Just the name and the main ingredients – Penne with Sausage, Spinach and Mushrooms. What more could you need?
I realized AFTER making this that it was really calling for the pre-cooked sausage – more like a kielbasa – but this version worked just fine. I also subbed button mushrooms instead of wild.
I was AMAZED at the spinach! I’ve never actually cooked with fresh spinach. I’ve eaten it a million times but cooking with it is unique. You load the pan and then in just a few minutes – poof – it’s deflated! I was a bit conservative because I didn’t know if Larry would like it – but next time I would add what the recipe asked for.
Then – throw the pasta in! Smelling good…Once you add the cheese – it creates a sauce with the chicken broth. The cheese gets a bit stringy as mozzarella tends to – but I was really surprised by the sauce that created.

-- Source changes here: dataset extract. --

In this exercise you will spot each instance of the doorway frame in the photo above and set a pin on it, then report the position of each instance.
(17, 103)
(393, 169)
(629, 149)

Button mushrooms would also be fine here.
This recipe can be prepared in 45 minutes or less.
Yield: Serves 4
3 tablespoons olive oil 3/4 pound fully cooked pork, chicken or turkey sausages, thickly sliced into rounds 3/4 pound fresh wild mushrooms (such as crimini or stemmed shiitake), thickly sliced 3/4 cup chopped shallots 5 garlic cloves, minced 1/2 teaspoon dried crushed red pepper 1 10-ounce package ready-to-use spinach leaves 1 1/4 cups canned low-salt chicken broth 3/4 pound rotini or penne pasta, freshly cooked 2 cups (about 8 ounces) grated provolone or mozzarella cheese Directions
Heat oil in heavy large pot over medium-high heat. Add sausages, mushrooms, shallots, garlic and crushed red pepper. Sauté until mushrooms begin to brown, about 10 minutes. Add spinach and broth; toss until spinach wilts, about 2 minutes. Add pasta and cheese; toss until cheese melts and sauce coats pasta, about 3 minutes.